Based on fundamental principles of fluid dynamics, a vessel’s payload capacity primarily depends on its displacement volume—that is, the weight of water displaced by the portion of the hull submerged in water. All other conditions poseidon boat being equal, the longer the hull, the greater the displacement volume, and thus the greater the theoretical payload capacity.
Taking our aluminum landing craft series as an example, this principle is clearly illustrated:
| Model | Length | Beam | Maximum Load Capacity |
|---|---|---|---|
| 5.8m Landing Craft | 5.8 meters | 2.2 meters | 0.6 Ton |
| 7.9m Landing Craft | 7.9 meters | 2.45 meters | 1 Ton |
| 9m Landing Craft | 9 meters | 2.45 meters | 3 Tons |
| 10m Landing Craft | 10 meters | 3 meters | 4 Tons |
| 11m Landing Craft | 11 meters | 4 meters | 6 Tons |
| 12m Landing Craft | 12 meters | 4 meters | 6 Tons |
| 13m Landing Craft | 13 meters | 4 meters | 7 Tons |
| 14m Landing Craft | 14 meters | 5 meters | 10 Tons |
| 15m Landing Craft | 15 meters | 5 meters | 10 Tons |
| 18m Landing Craft | 18 meters | 5 meters | 15 Tons |
| 20m Landing Craft | 20 meters | 5 meters | 20 Tons |
| 21m Landing Craft | 21 meters | 6 meters | 30 Tons |
From 5.8 meters to 21 meters, as length increases, the load capacity steadily rises from 0.6 ton to 30 tons. This positive correlation is a fundamental principle of vessel design and the most commonly used reference metric for purchasers during the initial screening of vessel types.
However, length is not the only determining factor. Beam and draft also have a significant impact on load capacity.
Let’s compare our two 9-meter aluminum landing craft models:
9-meter narrow-body version: Beam 2.45 meters, draft 1.49 meters, load capacity 3 tons
9-meter wide-body version: 3.0 meters wide, 1.49 meters deep, 3.5-ton payload
With the same length, increasing the beam by just 0.55 meters boosts the payload capacity by nearly 17%. This is because a wider hull provides greater deck area and displacement volume.

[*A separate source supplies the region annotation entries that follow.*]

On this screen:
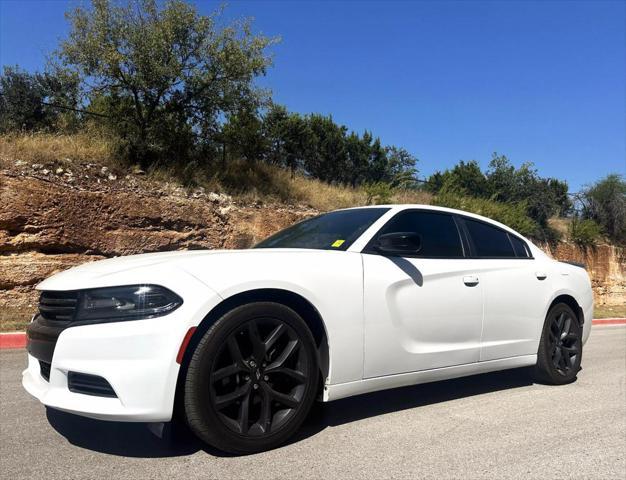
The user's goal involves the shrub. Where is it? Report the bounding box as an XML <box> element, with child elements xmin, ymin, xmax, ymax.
<box><xmin>433</xmin><ymin>192</ymin><xmax>545</xmax><ymax>240</ymax></box>
<box><xmin>363</xmin><ymin>182</ymin><xmax>393</xmax><ymax>205</ymax></box>
<box><xmin>569</xmin><ymin>218</ymin><xmax>602</xmax><ymax>247</ymax></box>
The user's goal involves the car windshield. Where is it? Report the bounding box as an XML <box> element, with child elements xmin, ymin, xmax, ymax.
<box><xmin>254</xmin><ymin>208</ymin><xmax>389</xmax><ymax>250</ymax></box>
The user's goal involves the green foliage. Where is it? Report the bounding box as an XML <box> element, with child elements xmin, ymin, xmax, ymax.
<box><xmin>217</xmin><ymin>104</ymin><xmax>417</xmax><ymax>189</ymax></box>
<box><xmin>363</xmin><ymin>182</ymin><xmax>393</xmax><ymax>205</ymax></box>
<box><xmin>433</xmin><ymin>186</ymin><xmax>539</xmax><ymax>237</ymax></box>
<box><xmin>426</xmin><ymin>153</ymin><xmax>571</xmax><ymax>242</ymax></box>
<box><xmin>58</xmin><ymin>0</ymin><xmax>273</xmax><ymax>163</ymax></box>
<box><xmin>579</xmin><ymin>174</ymin><xmax>626</xmax><ymax>245</ymax></box>
<box><xmin>569</xmin><ymin>217</ymin><xmax>602</xmax><ymax>247</ymax></box>
<box><xmin>0</xmin><ymin>66</ymin><xmax>78</xmax><ymax>132</ymax></box>
<box><xmin>426</xmin><ymin>160</ymin><xmax>491</xmax><ymax>198</ymax></box>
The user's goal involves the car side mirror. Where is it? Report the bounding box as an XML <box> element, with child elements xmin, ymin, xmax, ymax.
<box><xmin>374</xmin><ymin>232</ymin><xmax>422</xmax><ymax>257</ymax></box>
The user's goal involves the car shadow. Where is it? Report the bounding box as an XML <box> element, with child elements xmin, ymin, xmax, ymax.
<box><xmin>46</xmin><ymin>369</ymin><xmax>533</xmax><ymax>458</ymax></box>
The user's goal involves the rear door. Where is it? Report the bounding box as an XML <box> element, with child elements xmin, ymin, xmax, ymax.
<box><xmin>362</xmin><ymin>210</ymin><xmax>483</xmax><ymax>378</ymax></box>
<box><xmin>459</xmin><ymin>216</ymin><xmax>551</xmax><ymax>361</ymax></box>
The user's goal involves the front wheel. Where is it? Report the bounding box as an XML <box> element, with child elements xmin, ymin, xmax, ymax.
<box><xmin>185</xmin><ymin>302</ymin><xmax>319</xmax><ymax>453</ymax></box>
<box><xmin>534</xmin><ymin>303</ymin><xmax>583</xmax><ymax>385</ymax></box>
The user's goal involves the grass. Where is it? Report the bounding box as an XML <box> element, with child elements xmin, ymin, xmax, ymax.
<box><xmin>0</xmin><ymin>132</ymin><xmax>114</xmax><ymax>166</ymax></box>
<box><xmin>0</xmin><ymin>132</ymin><xmax>431</xmax><ymax>211</ymax></box>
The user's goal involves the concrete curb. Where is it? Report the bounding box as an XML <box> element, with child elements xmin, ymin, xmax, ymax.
<box><xmin>0</xmin><ymin>318</ymin><xmax>626</xmax><ymax>350</ymax></box>
<box><xmin>0</xmin><ymin>332</ymin><xmax>26</xmax><ymax>350</ymax></box>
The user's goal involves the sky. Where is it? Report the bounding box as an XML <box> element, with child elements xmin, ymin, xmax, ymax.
<box><xmin>0</xmin><ymin>0</ymin><xmax>626</xmax><ymax>192</ymax></box>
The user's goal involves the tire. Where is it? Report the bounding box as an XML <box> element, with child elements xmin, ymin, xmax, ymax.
<box><xmin>184</xmin><ymin>302</ymin><xmax>319</xmax><ymax>454</ymax></box>
<box><xmin>533</xmin><ymin>303</ymin><xmax>583</xmax><ymax>385</ymax></box>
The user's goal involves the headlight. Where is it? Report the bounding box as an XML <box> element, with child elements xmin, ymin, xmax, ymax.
<box><xmin>75</xmin><ymin>285</ymin><xmax>183</xmax><ymax>322</ymax></box>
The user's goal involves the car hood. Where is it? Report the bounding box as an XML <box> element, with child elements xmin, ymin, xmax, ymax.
<box><xmin>36</xmin><ymin>249</ymin><xmax>332</xmax><ymax>290</ymax></box>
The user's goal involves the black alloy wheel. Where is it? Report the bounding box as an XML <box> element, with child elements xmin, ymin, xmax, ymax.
<box><xmin>185</xmin><ymin>302</ymin><xmax>319</xmax><ymax>453</ymax></box>
<box><xmin>548</xmin><ymin>311</ymin><xmax>580</xmax><ymax>376</ymax></box>
<box><xmin>534</xmin><ymin>303</ymin><xmax>583</xmax><ymax>385</ymax></box>
<box><xmin>210</xmin><ymin>318</ymin><xmax>309</xmax><ymax>437</ymax></box>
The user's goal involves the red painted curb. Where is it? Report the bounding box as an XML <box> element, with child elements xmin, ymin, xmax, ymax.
<box><xmin>591</xmin><ymin>318</ymin><xmax>626</xmax><ymax>325</ymax></box>
<box><xmin>0</xmin><ymin>318</ymin><xmax>626</xmax><ymax>350</ymax></box>
<box><xmin>0</xmin><ymin>332</ymin><xmax>26</xmax><ymax>350</ymax></box>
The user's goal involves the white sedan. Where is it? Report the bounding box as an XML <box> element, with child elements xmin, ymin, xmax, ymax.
<box><xmin>23</xmin><ymin>205</ymin><xmax>593</xmax><ymax>453</ymax></box>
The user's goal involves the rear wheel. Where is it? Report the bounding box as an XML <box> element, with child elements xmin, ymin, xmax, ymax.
<box><xmin>180</xmin><ymin>302</ymin><xmax>318</xmax><ymax>453</ymax></box>
<box><xmin>534</xmin><ymin>303</ymin><xmax>583</xmax><ymax>385</ymax></box>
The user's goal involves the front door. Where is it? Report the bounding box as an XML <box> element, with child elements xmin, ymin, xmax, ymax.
<box><xmin>363</xmin><ymin>210</ymin><xmax>483</xmax><ymax>378</ymax></box>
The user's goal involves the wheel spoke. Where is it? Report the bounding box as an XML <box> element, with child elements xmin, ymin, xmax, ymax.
<box><xmin>265</xmin><ymin>340</ymin><xmax>300</xmax><ymax>371</ymax></box>
<box><xmin>211</xmin><ymin>363</ymin><xmax>241</xmax><ymax>382</ymax></box>
<box><xmin>248</xmin><ymin>320</ymin><xmax>265</xmax><ymax>362</ymax></box>
<box><xmin>259</xmin><ymin>389</ymin><xmax>272</xmax><ymax>433</ymax></box>
<box><xmin>237</xmin><ymin>391</ymin><xmax>250</xmax><ymax>434</ymax></box>
<box><xmin>561</xmin><ymin>317</ymin><xmax>572</xmax><ymax>340</ymax></box>
<box><xmin>552</xmin><ymin>347</ymin><xmax>563</xmax><ymax>367</ymax></box>
<box><xmin>561</xmin><ymin>333</ymin><xmax>578</xmax><ymax>343</ymax></box>
<box><xmin>563</xmin><ymin>351</ymin><xmax>572</xmax><ymax>370</ymax></box>
<box><xmin>265</xmin><ymin>323</ymin><xmax>287</xmax><ymax>352</ymax></box>
<box><xmin>266</xmin><ymin>385</ymin><xmax>300</xmax><ymax>408</ymax></box>
<box><xmin>265</xmin><ymin>365</ymin><xmax>306</xmax><ymax>383</ymax></box>
<box><xmin>227</xmin><ymin>335</ymin><xmax>244</xmax><ymax>367</ymax></box>
<box><xmin>556</xmin><ymin>313</ymin><xmax>565</xmax><ymax>336</ymax></box>
<box><xmin>215</xmin><ymin>382</ymin><xmax>250</xmax><ymax>409</ymax></box>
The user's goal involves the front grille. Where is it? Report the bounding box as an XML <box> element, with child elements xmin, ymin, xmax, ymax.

Now consider the comparison between the 12-meter and 14-meter models: The 14-meter model is 2 meters longer than the 12-meter model, but its load capacity increases from 6 tons to 10 tons—a 70% increase. This is not solely due to the added length; more crucially, the 14-meter model’s beam increases from 4 meters to 5 meters, and its draft increases from 1.69 meters to 2.08 meters. It is the simultaneous expansion of these three dimensions that achieves this significant leap in load capacity.
For purchasers, this means: If you are limited by berth length and can only choose a 12-meter model but require a load capacity of nearly 10 tons, you can achieve this by selecting a wider hull design.
The most significant difference between landing craft and other vessel types lies in their extreme pursuit of shallow draft. Flat-bottomed or shallow V-shaped designs allow aluminum landing craft to navigate in water depths of 0.3–0.7 meters, but this design also involves trade-offs in payload efficiency.
Although deep-V hulls have a deeper draft, they offer a larger underwater volume and, theoretically, a higher load capacity for the same length and width. To achieve shallow-water maneuverability, landing craft must sacrifice some load-carrying efficiency. This is why landing craft of the same length typically have a lower load capacity than conventional cargo ships of comparable dimensions.
Take our 11-meter aluminum landing craft as an example: with a draft of just 0.31 meters, it can carry a payload of 5–6 tons—an outstanding performance among shallow-draft vessels. This balance is achieved through the high-strength properties of marine-grade aluminum—the lightweight hull structure frees up more space for the payload.
No matter how high a vessel’s theoretical load capacity may be, if its structural strength cannot keep pace, it will face risks during actual operation. Can the deck withstand the concentrated load of heavy equipment? Can the hull withstand the impact of beaching? The answers to these questions determine the actual safe load capacity.
Our entire range of aluminum landing craft is constructed using marine-grade aluminum (5083 alloy), with a uniform bottom plate thickness of 6–7 mm and specialized reinforcements at critical stress points. Taking the 14-meter model as an example, its deck’s uniformly distributed load strength has been rigorously calculated to safely support the concentrated load of two trucks. This design with structural redundancy ensures consistency between the theoretical load capacity and the actual usable load capacity.